The most successful projects reflect thoughtfulness in intermediate selection. Teams starting with 2-amino-5-bromo-3-fluoropyridine streamline late-stage diversification, saving resources and avoiding bottlenecks down the line. It's easy to fall into the trap of choosing based on price alone, but recurring positive results underpin the market’s preference for higher-purity, well-documented supplies.
Batch validation, standardized handling protocols, and strict documentation prevent simple errors from cascading into major setbacks. Labs making environmental responsibility a priority tend to handle halogenated intermediates thoughtfully, utilizing solvent recycling and waste treatment facilities. Conversations about green chemistry no longer stick to theory; they find application in choices about which building blocks power the next generation of medicines and materials.
Sustainability in fine chemical development has moved from buzzword to practical goal. New advances in catalysis, greener solvents, and process intensification open real pathways for reducing the ecological and health impacts of halogen-containing reagents. 2-amino-5-bromo-3-fluoropyridine, as useful as it is, challenges chemists to think ahead about lifecycle, disposal, and potential for recycled content.

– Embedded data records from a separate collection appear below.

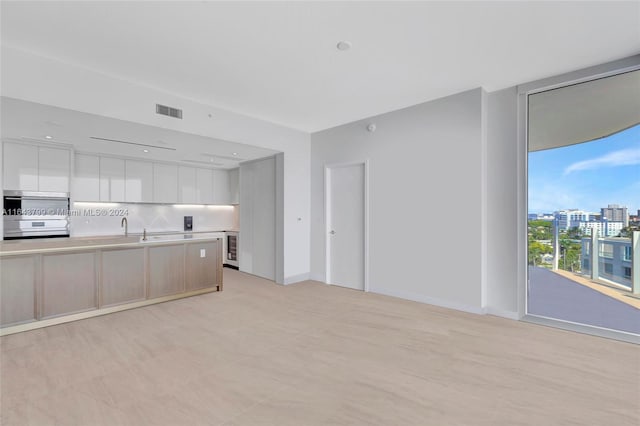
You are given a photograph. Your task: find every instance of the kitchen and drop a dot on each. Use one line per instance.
(103, 214)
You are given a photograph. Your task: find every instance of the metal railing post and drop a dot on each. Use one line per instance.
(556, 244)
(635, 262)
(595, 255)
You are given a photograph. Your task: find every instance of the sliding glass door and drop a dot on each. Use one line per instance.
(583, 221)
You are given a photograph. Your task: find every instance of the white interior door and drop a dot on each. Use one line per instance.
(346, 185)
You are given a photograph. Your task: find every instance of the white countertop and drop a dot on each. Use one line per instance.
(45, 245)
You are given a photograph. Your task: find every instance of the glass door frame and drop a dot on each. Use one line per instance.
(588, 74)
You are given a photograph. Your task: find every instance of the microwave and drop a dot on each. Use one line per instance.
(28, 214)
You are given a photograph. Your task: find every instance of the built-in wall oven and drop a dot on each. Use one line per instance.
(233, 241)
(35, 214)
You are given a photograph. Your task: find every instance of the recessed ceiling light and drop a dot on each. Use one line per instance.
(344, 45)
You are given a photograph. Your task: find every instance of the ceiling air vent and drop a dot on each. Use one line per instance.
(171, 112)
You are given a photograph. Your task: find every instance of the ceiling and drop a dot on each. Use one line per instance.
(278, 60)
(28, 121)
(583, 112)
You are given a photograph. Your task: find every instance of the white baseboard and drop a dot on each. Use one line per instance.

Research groups combining process intensification and continuous flow synthesis push the boundaries of efficiency while shrinking the volume of waste per gram of product. Automated, miniaturized reactors sometimes let teams run libraries of transformations using tiny amounts of both reagent and solvent, dramatically cutting waste. This isn’t just good for budgets—it sends the right signal to students, staff, and the larger community that chemistry can do better for the environment. Strategic sourcing, creative reuse, and tighter controls all combine to make modern chemical research both high-impact and more responsible.
Looking back at the many hours spent searching for that one versatile intermediate, I see why 2-amino-5-bromo-3-fluoropyridine maintains a valued place on the research shelf. Its unique combination of functional groups enables complex molecule construction, catalyst compatibility, and access to diverse chemical space. Pharmaceutical, agrochemical, and material science disciplines all find value in what it brings. Its clean reactivity, supported by high standards for purity and documentation, guards against common pitfalls in research scale-up and regulatory navigation.

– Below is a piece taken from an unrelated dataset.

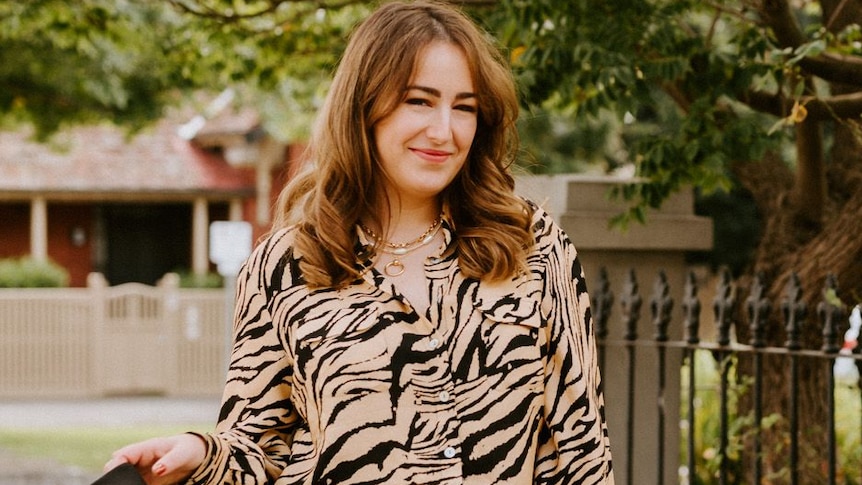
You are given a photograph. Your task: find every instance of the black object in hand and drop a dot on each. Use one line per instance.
(124, 474)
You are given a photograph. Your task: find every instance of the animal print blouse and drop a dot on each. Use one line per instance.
(497, 383)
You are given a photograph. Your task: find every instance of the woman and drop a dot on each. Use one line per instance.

Projects rise or fall not just by the brilliance of an initial idea, but by the reliability and inventiveness of the tools used to bring it to life. With ever more demanding goals for selectivity, efficiency, and sustainability, choosing building blocks that bridge lab performance with environmental and safety considerations marks the smartest way forward. For researchers, students, and companies aiming to shape the next wave of advances, compounds like 2-amino-5-bromo-3-fluoropyridine offer both challenge and reward in equal measure.